For Immediate Release
Contact: DHS S&T Press Office, John Verrico (202) 254-2385
Army STTC Public Affairs, Michelle Milliner (407) 384-5227
WASHINGTON – First responders and educators now have a new, free tool at their disposal to help ensure the safety of our nation’s schools, as well as the students and faculty within them. Developed by the Department of Homeland Security (DHS) Science and Technology Directorate (S&T), the U.S. Army Simulation and Training Technology Center (STTC), and Cole Engineering Services Inc. (CESI), the Enhanced Dynamic Geo-Social Environment (EDGE), a virtual training platform, allows teachers, school staff, law enforcement officers, and others tasked with school security to create and practice response plans for a wide range of critical incidents.
“When it comes to the safety and security of students, there is no holding back,” said William N. Bryan, S&T Senior Official Performing the Duties of the Under Secretary for Science and Technology. “In many cases, school staff are the ‘first responders’ at the scene of an on-campus incident. We developed EDGE to help them prepare, so they have a new resource literally at their fingertips. By using EDGE to train, they can know how to act swiftly, decisively, and in collaboration with local emergency responders if and when something does happen.”
Built on the Unreal 4 gaming engine, which powers popular video games like Fortnite and Street Fighter 5, EDGE allows first responders and educators to role-play complex scenarios in a virtual environment, improving and reinforcing coordination, communication, and critical decision-making skills. Users control avatars representing their real-life role—teachers, administrators, school resource officers, local law enforcement, and more—to execute a number of training scenarios of their own creation. The EDGE environment can be used to train for any type of incident, from parental custody disputes to potential bomb threats, an active shooter or other critical incident on campus.
“While EDGE leverages the best that gaming technology has to offer, it is important to note that it is not a traditional video game,” said S&T EDGE Program Manager Milt Nenneman. “There are no winners or losers, and there are no pre-programmed situations to react to—EDGE allows agencies to create their own lesson plans, each with different outcomes based on the actions users take in the environment. There is some artificial intelligence programmed in, but for the most part users control the reactions of their own avatars under the guidance of a training manager.”
“The level of threat and response can vary depending on specific training goals,” agreed Tami Griffith, engineer at the STTC in Orlando. “This is an area that can turn chaotic quickly.
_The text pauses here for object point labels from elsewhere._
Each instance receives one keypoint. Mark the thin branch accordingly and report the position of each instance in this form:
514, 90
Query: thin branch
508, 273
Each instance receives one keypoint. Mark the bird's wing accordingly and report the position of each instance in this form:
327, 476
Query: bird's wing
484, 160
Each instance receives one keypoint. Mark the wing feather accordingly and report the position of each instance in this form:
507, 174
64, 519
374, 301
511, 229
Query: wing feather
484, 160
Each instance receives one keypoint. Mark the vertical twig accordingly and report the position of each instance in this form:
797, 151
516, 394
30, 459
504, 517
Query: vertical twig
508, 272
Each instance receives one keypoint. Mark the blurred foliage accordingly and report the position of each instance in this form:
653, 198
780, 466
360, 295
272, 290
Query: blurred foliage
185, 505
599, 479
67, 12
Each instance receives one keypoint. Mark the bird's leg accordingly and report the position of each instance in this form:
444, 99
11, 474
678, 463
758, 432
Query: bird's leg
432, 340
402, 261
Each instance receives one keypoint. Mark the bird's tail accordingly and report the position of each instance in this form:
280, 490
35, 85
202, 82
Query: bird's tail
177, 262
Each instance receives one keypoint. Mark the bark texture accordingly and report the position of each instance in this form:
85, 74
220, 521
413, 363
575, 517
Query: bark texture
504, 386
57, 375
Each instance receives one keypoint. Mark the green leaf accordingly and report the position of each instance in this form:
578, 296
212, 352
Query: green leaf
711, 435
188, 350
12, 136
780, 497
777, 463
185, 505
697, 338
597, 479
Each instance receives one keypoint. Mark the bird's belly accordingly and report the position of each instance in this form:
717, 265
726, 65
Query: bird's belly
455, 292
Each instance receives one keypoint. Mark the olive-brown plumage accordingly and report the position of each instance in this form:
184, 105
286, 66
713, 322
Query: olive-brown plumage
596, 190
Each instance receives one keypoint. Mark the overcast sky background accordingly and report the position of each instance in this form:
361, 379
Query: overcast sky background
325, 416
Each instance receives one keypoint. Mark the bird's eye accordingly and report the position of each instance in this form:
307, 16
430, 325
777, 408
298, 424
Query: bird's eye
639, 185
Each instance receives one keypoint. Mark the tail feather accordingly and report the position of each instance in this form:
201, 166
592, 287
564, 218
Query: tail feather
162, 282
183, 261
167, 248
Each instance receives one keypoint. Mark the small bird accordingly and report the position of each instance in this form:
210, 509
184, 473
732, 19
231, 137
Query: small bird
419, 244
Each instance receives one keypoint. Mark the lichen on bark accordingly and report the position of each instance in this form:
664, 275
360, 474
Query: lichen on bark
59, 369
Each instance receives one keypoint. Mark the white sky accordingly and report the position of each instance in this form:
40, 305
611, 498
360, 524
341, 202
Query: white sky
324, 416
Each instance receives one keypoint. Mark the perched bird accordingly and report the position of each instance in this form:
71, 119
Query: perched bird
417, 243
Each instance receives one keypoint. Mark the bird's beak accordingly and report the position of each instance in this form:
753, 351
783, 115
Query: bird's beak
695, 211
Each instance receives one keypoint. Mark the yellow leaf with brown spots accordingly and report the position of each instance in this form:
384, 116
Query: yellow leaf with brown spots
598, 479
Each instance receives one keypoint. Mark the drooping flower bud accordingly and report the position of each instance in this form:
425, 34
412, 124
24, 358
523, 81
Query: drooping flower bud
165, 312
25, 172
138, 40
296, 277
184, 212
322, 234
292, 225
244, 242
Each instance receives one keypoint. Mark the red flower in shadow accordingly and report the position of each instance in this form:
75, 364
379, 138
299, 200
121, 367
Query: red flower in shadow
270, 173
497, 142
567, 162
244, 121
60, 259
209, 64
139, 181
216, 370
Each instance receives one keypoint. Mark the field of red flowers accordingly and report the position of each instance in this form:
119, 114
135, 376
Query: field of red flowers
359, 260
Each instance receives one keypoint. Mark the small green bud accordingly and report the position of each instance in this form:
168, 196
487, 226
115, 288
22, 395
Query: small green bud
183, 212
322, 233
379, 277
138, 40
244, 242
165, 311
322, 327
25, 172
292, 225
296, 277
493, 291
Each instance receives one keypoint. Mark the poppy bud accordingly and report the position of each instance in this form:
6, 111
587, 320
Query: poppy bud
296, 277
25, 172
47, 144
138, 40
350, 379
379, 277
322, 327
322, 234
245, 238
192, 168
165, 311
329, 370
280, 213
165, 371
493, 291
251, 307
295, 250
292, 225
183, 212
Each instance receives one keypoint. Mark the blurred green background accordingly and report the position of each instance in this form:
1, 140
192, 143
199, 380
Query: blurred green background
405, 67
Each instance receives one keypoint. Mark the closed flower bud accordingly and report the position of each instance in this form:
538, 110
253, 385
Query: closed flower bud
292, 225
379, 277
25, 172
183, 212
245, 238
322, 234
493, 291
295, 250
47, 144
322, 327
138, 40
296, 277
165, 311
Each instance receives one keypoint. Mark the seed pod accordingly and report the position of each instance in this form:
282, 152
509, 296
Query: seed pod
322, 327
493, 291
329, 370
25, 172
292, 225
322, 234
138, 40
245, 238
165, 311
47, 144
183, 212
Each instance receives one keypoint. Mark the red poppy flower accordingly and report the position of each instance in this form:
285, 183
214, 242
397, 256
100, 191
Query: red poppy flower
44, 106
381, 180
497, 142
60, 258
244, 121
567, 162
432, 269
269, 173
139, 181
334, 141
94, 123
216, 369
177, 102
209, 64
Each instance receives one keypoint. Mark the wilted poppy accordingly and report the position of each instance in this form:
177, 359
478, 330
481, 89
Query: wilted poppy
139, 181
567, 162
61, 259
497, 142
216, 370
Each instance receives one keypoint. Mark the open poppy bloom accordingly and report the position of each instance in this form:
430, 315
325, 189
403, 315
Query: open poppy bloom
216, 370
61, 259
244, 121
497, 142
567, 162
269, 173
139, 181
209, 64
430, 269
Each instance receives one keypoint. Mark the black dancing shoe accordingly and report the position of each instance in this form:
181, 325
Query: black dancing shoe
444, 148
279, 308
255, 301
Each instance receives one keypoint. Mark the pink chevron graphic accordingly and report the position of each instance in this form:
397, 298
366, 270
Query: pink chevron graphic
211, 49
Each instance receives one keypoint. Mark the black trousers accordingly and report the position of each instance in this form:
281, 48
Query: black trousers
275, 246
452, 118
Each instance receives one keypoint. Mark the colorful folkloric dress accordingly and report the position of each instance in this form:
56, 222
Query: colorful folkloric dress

The EDGE simulation allows educators and first responders to train in a school environment with a wide range of threat types, which is true to everyday life. The real value here is in the cross-response coordination. The more you train and prepare, the better the outcome.”
EDGE was intentionally developed as a tool to supplement existing trainings, like field drills or tabletop exercises; because it is user-driven, it reflects the policies and procedures already in place in communities and school districts. The EDGE team worked with stakeholders across the country to incorporate practitioner feedback into the training platform, most recently this summer and fall in school districts in Arizona, Ohio, and Florida, as well as in West Orange, New Jersey, where the actual school modeled in EDGE can be found.
“One of the things I say over and over is there isn’t enough training for educators in many aspects of school safety,” said Dr. Amy Klinger, Director of Programs for the Educator’s School Safety Network. “This tool strikes a balance between ‘we have to train for the worst-case scenario’ and the more likely scenarios that we’re going to encounter every day. We know that violence occurs in schools, we know that you are going to have aggressive behavior and situations that don’t necessarily involve gun violence but that involve some other response that needs to occur,” Klinger added. “EDGE gives educators an opportunity to immerse themselves in it, make decisions, analyze those decisions and think ‘OK, what would I have done differently?’ And then you can do it differently. As opposed to a one-time training, where you think ‘I wish I had done this.’”
This is the second EDGE environment to be made available. The initial version, released in June 2017, featured a multi-story hotel environment enabling first responders of all disciplines to train together for a coordinated response to active shooter and other critical incidents. The new school environment is available at no cost to fully vetted response agencies and education institutions via the CESI EDGE Help Desk at (877) EDGE-011 or www.cesiedgetraining.com.
“You can never prepare enough. Using tools like EDGE—it can’t hurt, it can only help,” said Lieutenant John Morella of the West Orange, New Jersey Police Department. The school depicted in the EDGE environment was modeled after a middle school in West Orange, and Morella himself provided critical input for EDGE’s research and development since its infancy. “[EDGE is] another tool in our toolbox, and it will allow us to do more training and be more interactive—not only on the police side, but the education side as well. It allows us to reset, go through multiple scenarios in a much shorter period of time, and it’s more efficient and cost-effective. For this to be free, and for [responders and educators] to use this as often as they want…that’s a home run.”